HEAVEN AND CHARING CROSS

by A. Danvers-Walker—St. Martin's Theatre
[1]

FAMILY REUNION

by T.S. Eliot—Westminster Theatre

THOSE WHO WERE BAFFLED
by the dark spiritual implications of blood-guilt in T.S. Eliot's recent play will be able to turn with composure and pleasure to this human drama, in which every element that goes to make a murderer is psychologically apparent. It is a kind of behaviourist play,
[2]
written extremely well, articulated clearly and smoothly, and acted brilliantly by a good cast. Indeed, it is crashingly mediocre in conception; and only the marvellous interpretation of the players prevents one noticing the fact until the morning after.
[3]

Love, in the case of Charlie Norman, was blind; blind with rage. He loved Bella Wilson
[4]
with an adolescent lack of control; but even he did not plan the murder which came upon them all so suddenly, and which is the crux of the drama. The ingredients have been well mixed and served: several excellent cockney studies by Mary Clare, Alban Blakelock, Cyril Smith; a few morsels of shrewd and salty human philosophy delivered by George Carney; an extremely fine study of the murderer son by Frederick Peisley; and the best performance of all for balance and sureness of touch—that of Jean Shepheard as Lily, the hunchback.
[5]
It is a great pity that the solid workmanship and dramatic execution should not have been lit up by one internal spark. After all, drama is not merely events, but the transformation of people's souls in front of one's eyes. If the play of T.S. Eliot (which is by far the most effective comparison to a play of this kind) could be described as all sensibility and no sense,
Heaven and Charing Cross
could be as certainly described as all sense and no sensibility. The people do not move except in time and events; suffering does not alter them. Dramatic inevitability, which is the essence of form in drama becomes here a mere mechanical pattern which is fulfilled. It is a great pity because the acting is really magnificent throughout.

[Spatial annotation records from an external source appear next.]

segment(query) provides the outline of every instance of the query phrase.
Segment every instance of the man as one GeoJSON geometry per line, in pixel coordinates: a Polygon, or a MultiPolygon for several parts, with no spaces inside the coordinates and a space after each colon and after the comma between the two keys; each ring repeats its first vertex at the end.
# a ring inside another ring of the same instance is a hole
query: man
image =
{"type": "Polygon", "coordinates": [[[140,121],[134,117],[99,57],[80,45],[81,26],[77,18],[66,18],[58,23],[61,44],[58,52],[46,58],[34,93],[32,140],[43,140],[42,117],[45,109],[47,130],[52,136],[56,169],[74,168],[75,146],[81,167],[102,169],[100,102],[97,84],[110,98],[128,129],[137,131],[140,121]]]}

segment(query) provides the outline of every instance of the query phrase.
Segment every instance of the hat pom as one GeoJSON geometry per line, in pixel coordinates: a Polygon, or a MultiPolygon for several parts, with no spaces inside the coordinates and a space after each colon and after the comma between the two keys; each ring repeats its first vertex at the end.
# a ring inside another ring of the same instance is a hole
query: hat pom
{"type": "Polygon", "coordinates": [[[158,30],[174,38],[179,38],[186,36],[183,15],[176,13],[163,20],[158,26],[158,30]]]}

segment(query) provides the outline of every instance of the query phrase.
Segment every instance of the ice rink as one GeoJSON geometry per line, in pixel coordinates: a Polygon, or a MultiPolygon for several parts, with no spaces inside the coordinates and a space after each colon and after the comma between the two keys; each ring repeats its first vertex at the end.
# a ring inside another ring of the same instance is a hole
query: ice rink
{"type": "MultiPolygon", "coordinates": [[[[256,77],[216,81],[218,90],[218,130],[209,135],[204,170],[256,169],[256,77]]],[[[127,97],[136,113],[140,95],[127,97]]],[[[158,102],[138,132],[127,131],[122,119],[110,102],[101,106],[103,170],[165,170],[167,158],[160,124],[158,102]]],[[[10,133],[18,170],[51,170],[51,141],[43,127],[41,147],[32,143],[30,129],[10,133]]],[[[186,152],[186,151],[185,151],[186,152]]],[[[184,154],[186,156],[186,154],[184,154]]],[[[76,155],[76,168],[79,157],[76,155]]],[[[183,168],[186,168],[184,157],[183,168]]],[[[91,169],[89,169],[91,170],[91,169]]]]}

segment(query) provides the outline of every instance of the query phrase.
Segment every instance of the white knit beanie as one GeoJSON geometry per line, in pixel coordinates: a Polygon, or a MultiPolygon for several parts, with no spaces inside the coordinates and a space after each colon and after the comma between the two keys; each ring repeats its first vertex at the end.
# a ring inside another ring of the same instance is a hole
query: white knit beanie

If it is not a winner it will be through no fault of the cast.

Turn to
The Family Reunion
,
[6]
however, and you are faced by dramatic entertainment of another order, presented every bit as brilliantly by a superb cast. This is a dire parable complicated enough in theme to sound aboriginal to the mind of Mr. Agate; but which the average playgoer should find enthralling, because he will get from it not only drama, but also a good moral judgement on life and destiny. The guilt from which Harry suffers, and which is personified by the Furies who appear so dramatically to him in the family mansion, is caused by more than murder. The murder itself was the result of the guilt—otherwise why so pointless, the pushing of a woman from the boat-deck of a liner? Why did Harry feel what he felt? Above all, exactly how did he feel? The poetry has some great moments in it: and the questions posed here could really only be answered by Hamlet, whose ghost haunts the wings of this play.
[7]

One cannot see this play without being convinced that it is a really noble statement on life; and that a great step has been made in verse drama—because the characters for the first time act and interact, not merely emote and mime. In fact this is true drama as opposed to pageant or Camden Town recitative by the waterproof boys' brigade. It shows up the shabby tinfoil conceptions of the other dramatic poets' writing; and reaches behind the shell of events towards the deep symbolic meanings of our actions and our feelings. It contains some of the best and most personal work of T.S. Eliot;
[8]
and a first class cast to interpret it including Catherine Lacey, who exploits her crooked Brontesque spirit to the full, and Michael Redgrave who does a weird and Hamletesque study of Harry.
[9]
This is the only play on at the moment that is not only intelligent and beautifully produced, but also poetic as well. This notice of it ends with an unequivocal categoric imperative. See it!